Elections in Afghanistan

Amidst bombings, intimidation and voterigging the first round of the election has ended. And all under the iron military grip of US Imperialism

It has all gone according to the script. The way the media put it, in these elections which the USA wanted and supported so much, and against which the Taliban have tried to impose an electoral boycott (partially successful in the south), the American-NATO army is the guarantor of democratic consultation against Islamic terrorism. It’s a bit of a paradox that the new Obama administration in the wake of the previous Bush regime which wanted to export democracy by military force now declares that it is defending it with the same means, against the same objective, the terrorism of Al Qaeda and its followers.

40-50% of electors turned out to vote as against the 70% of the previous election in 2004. Karzai has to win, whether in the first round or in a runoff, doesn’t matter, as long as he wins. He has always been America’s man from the time of the old UNOCAL project. And it doesn’t matter who wins between Karzai and his former Foreign Minister, Abdullah, even though the former enjoys the grace and favour of Washington, since it will change neither the internal situation nor the international significance of Afghanistan. Both candidates who accuse each other of vote rigging and intimidation, will have to settle accounts with the American military presence in the country. In reality, there is nothing more paradoxical than the fact that official promises of the candidates don't correspond to the reality of war which has devastated Afghanistan for decades. American imperialism’s renewed interest in this central Asian country, in its election with it support for whichever candidate wins, has nothing to do with the war on terrorism except for the fact that it needs to free itself from an old ally (the Taliban - CWO) that not longer plays a part in its strategic plans but which it once armed, financed and politically invented.
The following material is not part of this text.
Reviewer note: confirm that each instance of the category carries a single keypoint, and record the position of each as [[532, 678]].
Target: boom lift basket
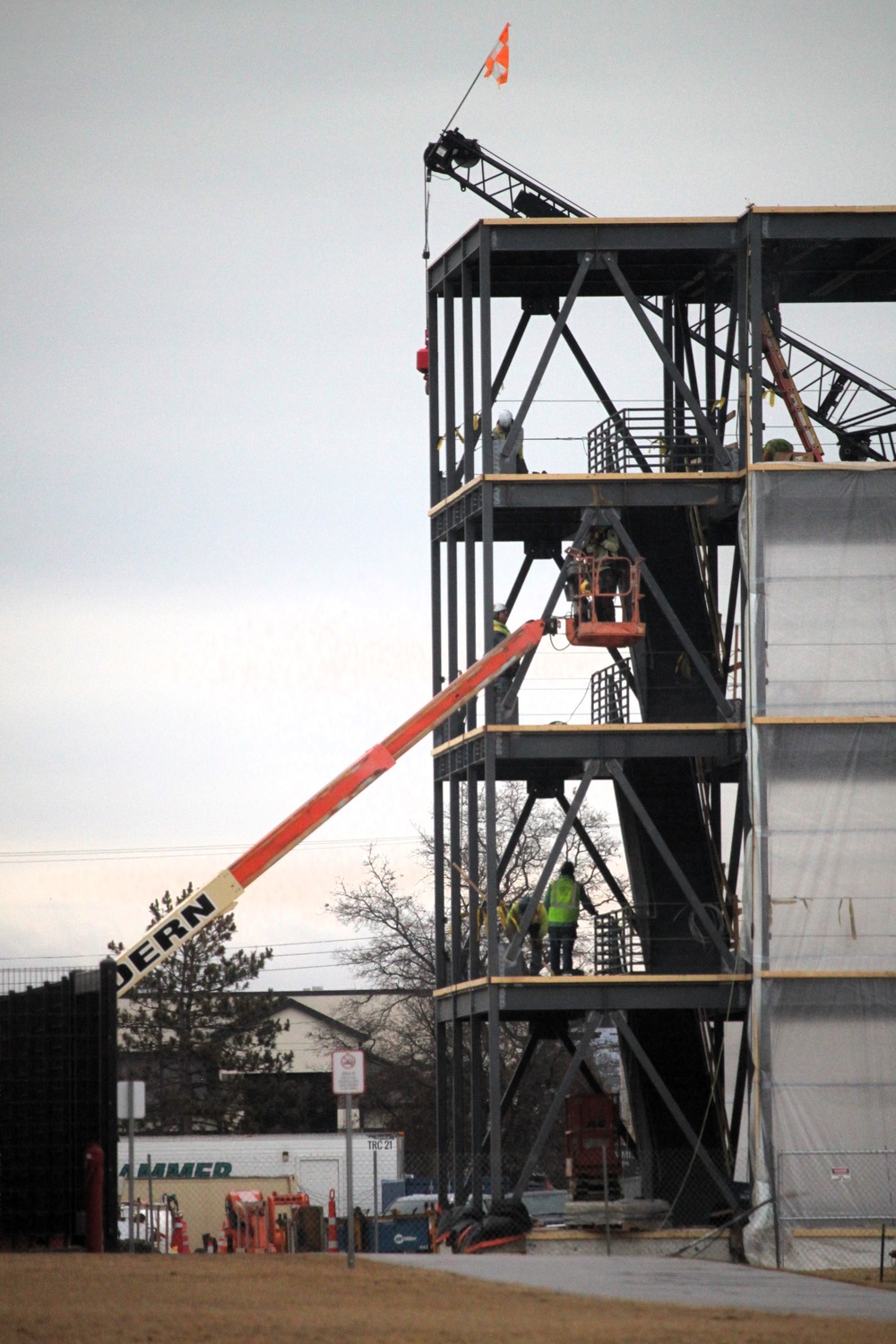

Besides the old UNOCAL project which planned to build an oil pipeline to carry the black gold from Kazakhstan to Pakistan via Afghanistan (it has never been carried out but has also not been definitely shelved) Karzai’s turbulent country continues to be at the centre of US energy strategy. That’s why it wants to have an Afghanistan which is pacified, reliable and politically aligned. Recently (17 July 2009) Turkmenistan and the US signed an agreement to build a gas pipeline from the neighbourhood of Dualatabad through Afghanistan to Gwadar in Pakistan. The project has a number of advantages all of them of equal worth.

The first is the US’ real need to get back into the Central Asian energy game . Turkmenistan is the leading gas producer in the area as well as having small but significant deposits of oil. The other is that it draws away an important partner from the obstacle of Russia’s presence in the area since Moscow and Beijing have reached important oil agreements with Nazarbeyev’s Kazakhstan and have done everything to get the US bases in the region, installed after 9/11, shut down. The third factor is that it brings Pakistan back into line. Recently the administration of the US ex-ally Musharraf had conceded the full right of economic penetration in Baluchistan to China, as well as the contract to modernise the port of Gwadar.

In wider terms the American imperialist effort is also a response to the equally imperialist energy strategy of Russia. The later is expecting to sign an agreement with Turkey allowing the passage of the South Stream oil pipeline through Turkish territorial waters in return for a toll of $630 million and the possibility for Turkey to get the use of the transported oil at rock bottom prices. It is no accident that the first foreign trip of Obama abroad, as soon as he was settled in the White House was to Turkey, to ensure the terminal of the Nabucco gas pipeline in the usual port of Ceyhan which would have to struggle in terms of project development with Russia’s already opened South Stream. It’s also no accident that, on the probable suggestion of Obama, Davotoglu, the Turkish Minister for Foreign Affairs made a trip with full diplomatic status to Afghanistan and Pakistan in order to create the political conditions for a geographical axis which unites the southern shores of the Caspian to the Turkish Mediterranean passing through Kabul and Islamabad and all under the interested patronage of Washington. In the Nabucco Project there is also a new strategy (yet to be fully outlined, especially in regard to how it will come about) of finding room for Iran, with the objective of detaching Tehran from Russian influence, thus redrawing the borders of imperialist competition in one of the most economically and strategically important regions in the world.

This is why the Afghan elections have taken place against a background of such intense diplomatic activity, a reinforced American military presence and a merciless struggle against any political disruption which in any way would hamper the new imperialist course taken by Obama. Nothing new under the sun here, except for the change of personnel in the administration, and the tactical shift from that of the past but the strategy remains the same, for good or ill.